Every one of us has a particular body type we’d like to have. Perhaps you’ve already achieved it and now it’s just about maintaining it. If so, congrats! Here’s how to get big muscles…

It’s not easy to reach the desired physical appearance and it takes a considerable amount of willpower to do so.

Of course, if you’re at your desired physical appearance you probably are not on this article, reading this article, so we’re going to assume you’re looking for ways to increase your muscle size (if you’re looking for something else we have plenty of great articles here to help with that). 

So You Want To Get Big Muscles?

Some of us are blessed with genetics that seems to make developing and growing large muscles easier than others.

If that describes you great. If not, don’t worry, you have your own genetics that works in your favor for other aspects of life.

And with our help, you’ll discover newfound ways to grow your muscles. Whether you’re looking to grow your booty or your biceps we’ve got exactly what you need right here (Tom’s Guide, 2018). 

Lifting Schedule

In order to get big muscles, you’ll need to focus on a few different variables.

By attacking each one of these you’ll see faster gains than ever before. In this section, we’re focused on lifting, including the best ways to lift, how often you should lift and how to maintain and continually increase your muscle gains. 

For starters, let’s look at your lifting schedule.

Realistically, while you have a certain area of your body you’d like to see grow larger, you should focus on the entire body. This way, you don’t overdevelop one area and under developing another (if you’ve seen the guys at the gym with totally ripped and huge upper bodies but sticks for legs, you know exactly what we’re talking about). 
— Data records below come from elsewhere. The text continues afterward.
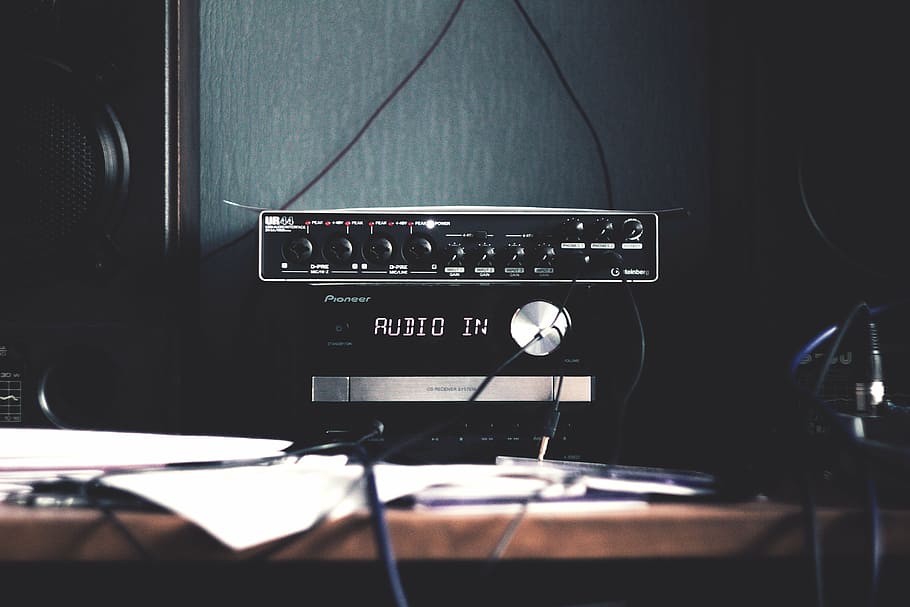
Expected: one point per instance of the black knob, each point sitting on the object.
(454, 255)
(516, 256)
(603, 231)
(544, 255)
(338, 249)
(418, 249)
(298, 250)
(378, 249)
(483, 256)
(632, 229)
You have a few different options for your lifting schedule. The old school idea is to perform upper body three days a week and lower body the two days in between. That actually isn’t the best option when you’re going for muscle growth. Muscle growth means you’re going to be hitting your muscles hard as you need to tear the muscles down. Going right back at these same muscles 48 hours later may actually reduce your growth potential as the tissue has not yet completely recovered. 

So what kind of schedule should you follow?

There are two different options we like.

First, there is focusing on one or two specific muscle group per day. For example, you’ll hit your chest on Monday, shoulders on Tuesday, legs on Wednesday, arms on Thursday, and back on Friday. This means you work each muscle group once a week. The muscles will be used in support of other muscles throughout the week (your shoulders will aid with chest and back workouts, for example, (but these are secondary muscles and so, while the muscles will stay active, you won’t overtax the muscles). 

By hitting the muscles hard on the given days, you’ll cause more damage, which allows the muscles to grow larger, and you’ll have the needed time to fully recover. 

The other lifting option is to separate your lifts into push/pull days. This means, for example, you perform only push movements on Monday. This would be a shoulder press, bench press, triceps press and so on. Anything you’re pushing away from your body falls on this day.

On Tuesday, you’d perform pull movements.

This is any kind of move you pull toward your body, such as a curl. Your muscles work differently when pulling or pushing, so there are many who find this to be the best way to workout their muscles for maximum growth. Feel free to experiment and go with what works best for you (US News, 2018). 

Sets And Reps

Regardless of the lifting schedule, you decide to follow the sets and reps you perform are very important.

You often hear “how many sets and reps should I use?”

For starters, you want to focus on the major lifts first. These are the higher weight lifts like the deadlift, squat, bench press, shoulder press and so on. Ideally, start with the heavier lifts first and work your way down. 

For the heavier lifts, shoot for three to four sets. Your goal here is to overtax your muscles and push the muscle tissue to failure, so three to four sets of the big lifts will help do just that. For the secondary, smaller lifts, you can perform two to three sets. 

In terms of reps, you want to switch it up a bit. If you’ve pushed for strength gain in the past you may have gone bigger with fewer reps (such as four reps).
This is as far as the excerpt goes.